Each prompt-evaluator run makes 11 AI calls (test-input generation, variant generation, 8 A/B test runs, and a judge call). Running daily, this adds ~330 AI invocations per month purely for prompt self-improvement — not productive work. Consider scheduling it less frequently (e.g. weekly) via schedules.promptEvaluatorHour if AI usage costs are a concern, or disable it entirely if you don't need automated prompt improvement.

What it does¶

The prompt-evaluator is a self-improvement mechanism for Yeti's plan-producing prompts. It reads the source code of registered prompt functions, generates an improved variant via AI, A/B tests both the current and variant prompts against synthetic GitHub issues, has AI judge the outputs, and files a GitHub issue (labeled prompt-improvement) when the variant wins convincingly.

Humans review and approve before any prompt change is applied -- no automatic modifications are made.

Prompt Registry¶

The evaluator rotates through a registry of prompt functions, evaluating one per run:

Prompt	Source File	Purpose
`buildNewPlanPrompt`	`src/jobs/issue-refiner.ts`	Produce an initial implementation plan from a GitHub issue
`buildRefinementPrompt`	`src/jobs/issue-refiner.ts`	Refine an existing plan based on human feedback
`buildFollowUpPrompt`	`src/jobs/issue-refiner.ts`	Answer follow-up questions while a PR is open
`buildReviewPrompt`	`src/jobs/plan-reviewer.ts`	Critically review an implementation plan
`buildPrompt` (issue-worker)	`src/jobs/issue-worker.ts`	Implement a solution based on an issue's plan

State is persisted to ~/.yeti/prompt-eval-state.json so each run picks up the next prompt in the registry.

How it works¶

Read prompt source -- Creates a worktree from the default branch and reads the source file containing the target prompt function
Generate test inputs -- Asks AI to produce 4 test cases: 2 realistic GitHub issues (one well-specified, one vague) and 2 adversarial edge cases
Generate variant -- Asks AI to analyze the current prompt for weaknesses and propose an improved version with a rationale
A/B comparison -- Runs both the current prompt and the variant against all 4 test cases, collecting outputs
Judge -- An AI judge scores each output pair on four criteria (1--5 scale):
- Specificity -- Does it reference concrete files, functions, or patterns?
- Actionability -- Could a developer implement from this output?
- Scope awareness -- Does it avoid over- or under-engineering?
- Uncertainty -- Does it flag ambiguity instead of guessing?
Report -- If the variant wins at least 3 of 4 test cases, files a GitHub issue with the full evaluation report

Duplicate Prevention¶

Before filing an issue, the evaluator searches for existing open issues with the same title.
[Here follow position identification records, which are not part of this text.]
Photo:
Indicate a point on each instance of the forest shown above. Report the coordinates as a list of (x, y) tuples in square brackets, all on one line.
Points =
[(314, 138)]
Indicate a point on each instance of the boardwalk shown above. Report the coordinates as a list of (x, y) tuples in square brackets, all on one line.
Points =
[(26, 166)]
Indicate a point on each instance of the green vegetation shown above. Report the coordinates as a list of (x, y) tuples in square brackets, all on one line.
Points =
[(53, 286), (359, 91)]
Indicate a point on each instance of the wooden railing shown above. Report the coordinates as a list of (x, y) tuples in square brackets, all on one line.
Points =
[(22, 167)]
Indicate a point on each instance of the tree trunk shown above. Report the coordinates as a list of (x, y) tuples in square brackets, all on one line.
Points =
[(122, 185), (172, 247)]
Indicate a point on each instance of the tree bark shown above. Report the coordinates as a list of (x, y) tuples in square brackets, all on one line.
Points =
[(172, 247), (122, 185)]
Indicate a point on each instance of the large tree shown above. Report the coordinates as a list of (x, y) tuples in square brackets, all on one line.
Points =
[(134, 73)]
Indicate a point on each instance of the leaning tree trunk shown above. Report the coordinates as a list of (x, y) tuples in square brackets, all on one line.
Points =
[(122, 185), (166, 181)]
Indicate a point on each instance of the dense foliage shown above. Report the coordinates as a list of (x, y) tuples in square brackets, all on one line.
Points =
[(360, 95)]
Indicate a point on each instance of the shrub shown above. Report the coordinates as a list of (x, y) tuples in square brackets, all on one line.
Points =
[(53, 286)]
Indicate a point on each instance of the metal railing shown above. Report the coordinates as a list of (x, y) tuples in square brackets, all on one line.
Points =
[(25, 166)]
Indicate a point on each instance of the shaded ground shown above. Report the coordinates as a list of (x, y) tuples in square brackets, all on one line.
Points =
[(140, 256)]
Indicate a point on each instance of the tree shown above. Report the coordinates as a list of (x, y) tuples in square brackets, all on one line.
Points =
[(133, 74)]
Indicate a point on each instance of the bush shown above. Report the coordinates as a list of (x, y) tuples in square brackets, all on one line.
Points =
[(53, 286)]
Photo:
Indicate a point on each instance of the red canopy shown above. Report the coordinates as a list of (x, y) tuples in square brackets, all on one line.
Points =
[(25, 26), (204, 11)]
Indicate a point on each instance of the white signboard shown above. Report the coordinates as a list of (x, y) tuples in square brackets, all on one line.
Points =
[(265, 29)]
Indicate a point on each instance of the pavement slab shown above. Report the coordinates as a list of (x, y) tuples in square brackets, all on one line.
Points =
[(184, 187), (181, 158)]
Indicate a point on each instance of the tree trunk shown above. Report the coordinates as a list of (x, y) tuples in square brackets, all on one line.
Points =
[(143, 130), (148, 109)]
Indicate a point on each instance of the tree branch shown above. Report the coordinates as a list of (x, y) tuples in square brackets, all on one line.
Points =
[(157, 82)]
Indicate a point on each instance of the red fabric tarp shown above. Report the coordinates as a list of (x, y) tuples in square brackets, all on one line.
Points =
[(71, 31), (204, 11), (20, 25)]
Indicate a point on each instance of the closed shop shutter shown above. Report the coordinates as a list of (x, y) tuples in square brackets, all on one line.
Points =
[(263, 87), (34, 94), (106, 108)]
If one already exists, it skips filing to avoid duplicates.

Output¶

When the variant wins, the filed issue includes:

The rationale for the proposed change
The full variant prompt text in a collapsible section, so reviewers can see the exact proposed change
Per-test-case results with scores, winner, and reasoning
Collapsible sections showing the full current and variant outputs
The prompt-improvement label for easy filtering

issue-refiner -- Source of most evaluated prompts
plan-reviewer -- Source of the review prompt
issue-worker -- Source of the implementation prompt